The answer is: nobody knows and we can’t tell with certainty, nor with anything like certainty. The short reason why we can’t know is because we don’t know the causes of X, therefore we don’t know how the policy changed all the causes of X, therefore we have no solid idea why X changed.
Reversing that, supposing we did know the causes of X, then we (of course) would know why X took each value, and we therefore would know how the causes change due to the policy, and therefore we would know the exact changes in X if the policy were in place or if were it not.

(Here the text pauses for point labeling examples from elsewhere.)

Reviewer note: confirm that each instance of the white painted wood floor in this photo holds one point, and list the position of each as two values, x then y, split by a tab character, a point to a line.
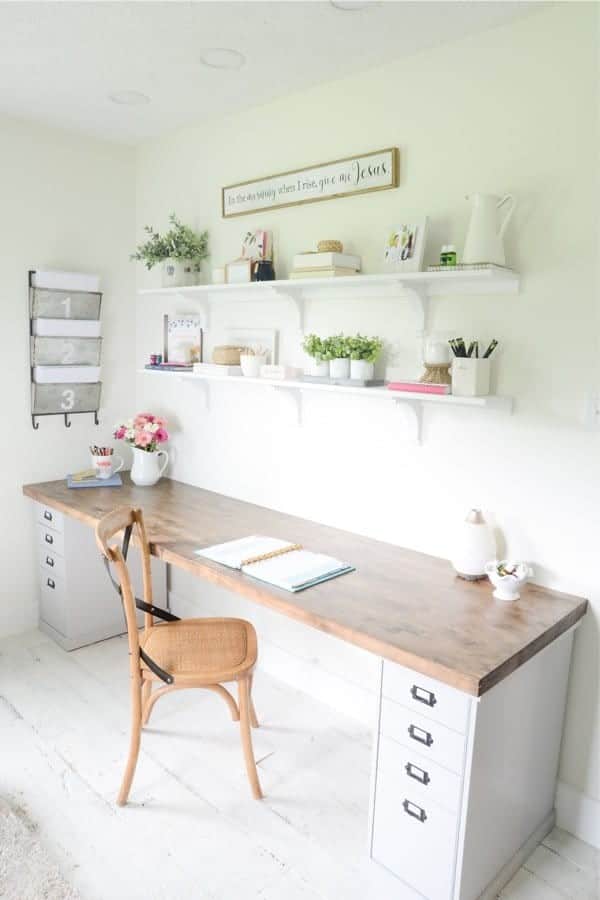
191	829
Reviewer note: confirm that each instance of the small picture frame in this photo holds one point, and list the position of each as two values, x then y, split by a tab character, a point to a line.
238	272
182	339
405	246
257	245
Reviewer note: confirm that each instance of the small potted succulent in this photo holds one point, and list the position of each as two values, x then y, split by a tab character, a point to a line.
180	252
338	351
315	348
364	353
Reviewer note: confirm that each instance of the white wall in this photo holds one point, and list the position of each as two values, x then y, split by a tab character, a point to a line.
66	202
513	109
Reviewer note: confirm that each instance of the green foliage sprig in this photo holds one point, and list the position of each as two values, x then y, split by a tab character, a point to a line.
180	242
362	347
340	347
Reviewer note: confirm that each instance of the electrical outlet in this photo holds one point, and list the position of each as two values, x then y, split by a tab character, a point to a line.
591	416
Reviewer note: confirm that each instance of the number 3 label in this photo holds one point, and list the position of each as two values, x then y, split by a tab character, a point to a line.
68	401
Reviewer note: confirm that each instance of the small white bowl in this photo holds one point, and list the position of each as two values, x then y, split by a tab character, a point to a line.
508	585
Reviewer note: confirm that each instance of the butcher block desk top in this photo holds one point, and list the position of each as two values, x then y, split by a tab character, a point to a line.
401	605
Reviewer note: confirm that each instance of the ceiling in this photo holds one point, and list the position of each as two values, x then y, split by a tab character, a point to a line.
60	61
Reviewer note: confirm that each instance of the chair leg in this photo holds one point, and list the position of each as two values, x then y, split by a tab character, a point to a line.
246	735
134	744
253	718
146	706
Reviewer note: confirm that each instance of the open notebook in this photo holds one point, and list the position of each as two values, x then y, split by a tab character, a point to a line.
277	562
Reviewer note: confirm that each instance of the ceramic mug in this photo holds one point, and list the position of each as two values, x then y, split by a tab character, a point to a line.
104	466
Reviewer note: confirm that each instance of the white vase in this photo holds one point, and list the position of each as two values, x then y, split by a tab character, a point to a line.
251	364
361	370
474	547
318	369
179	272
147	469
484	241
339	368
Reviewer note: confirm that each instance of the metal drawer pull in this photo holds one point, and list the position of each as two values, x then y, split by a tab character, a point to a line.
420	735
418	774
417	812
423	696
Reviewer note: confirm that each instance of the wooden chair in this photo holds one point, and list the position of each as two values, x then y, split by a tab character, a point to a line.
179	653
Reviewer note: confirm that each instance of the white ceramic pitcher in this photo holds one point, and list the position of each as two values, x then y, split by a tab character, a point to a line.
146	469
484	238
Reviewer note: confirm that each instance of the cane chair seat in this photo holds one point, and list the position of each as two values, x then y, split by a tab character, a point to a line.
202	650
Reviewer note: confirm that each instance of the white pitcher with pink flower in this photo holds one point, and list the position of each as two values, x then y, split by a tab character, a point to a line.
145	432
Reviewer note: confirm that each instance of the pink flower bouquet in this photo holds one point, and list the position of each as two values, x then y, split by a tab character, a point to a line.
145	431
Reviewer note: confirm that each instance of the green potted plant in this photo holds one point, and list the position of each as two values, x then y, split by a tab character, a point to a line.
315	348
364	352
180	252
338	351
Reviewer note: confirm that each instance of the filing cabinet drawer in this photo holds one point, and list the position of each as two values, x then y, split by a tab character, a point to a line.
426	696
53	607
432	740
51	562
415	839
50	517
418	776
51	540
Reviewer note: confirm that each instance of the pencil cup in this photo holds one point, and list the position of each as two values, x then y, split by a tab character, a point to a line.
104	466
470	377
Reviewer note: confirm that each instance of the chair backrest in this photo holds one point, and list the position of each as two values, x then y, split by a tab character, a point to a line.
108	528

This much should be obvious. But there has developed a tradition in classical (mainly frequentist, but also Bayesian) statistics which purports to reveal the changes in X due to a change in policy. I don’t want to delve deeply into the statistical methods, since our purpose is philosophical. I’ll instead say it was asserted that because there was measured a “statistically significant” upward trend after the policy was implemented, that therefore the policy had worked.
This cannot be so. Here is why. Here is a picture of the difference in trend coefficients from linear regressions, first regressing 1993 versus 1994-2014, then 1993-1994 versus 1995-2014, and so on, up to 1993-2013 versus 2014. The points are colored red if the p-value associated with the difference in trend coefficients is wee, else it is black if the p-value is not wee.
It isn’t quite the same, but if you have heard of “tests for differences in means” (always a misnomer), think of those. For example, the first test is for the mean of 1993 (which is just 1993) versus the mean of 1994-2014, and so on. The difference in means (or thereabouts) are the dots. Take 2000: the red dot says the mean (or thereabouts) of X from 1993-2000 was “significantly” lower than the mean of X from 2001-2014.
Now the mean of 1993-2001 was also lower than the mean from 2002-2014. It was not “significantly” lower. But was it lower? Yes, sir, it was. Some thing or things caused the differences in means in both cases. The interpretation of “significance” is one of two things, both of which are always (as in always) wrong.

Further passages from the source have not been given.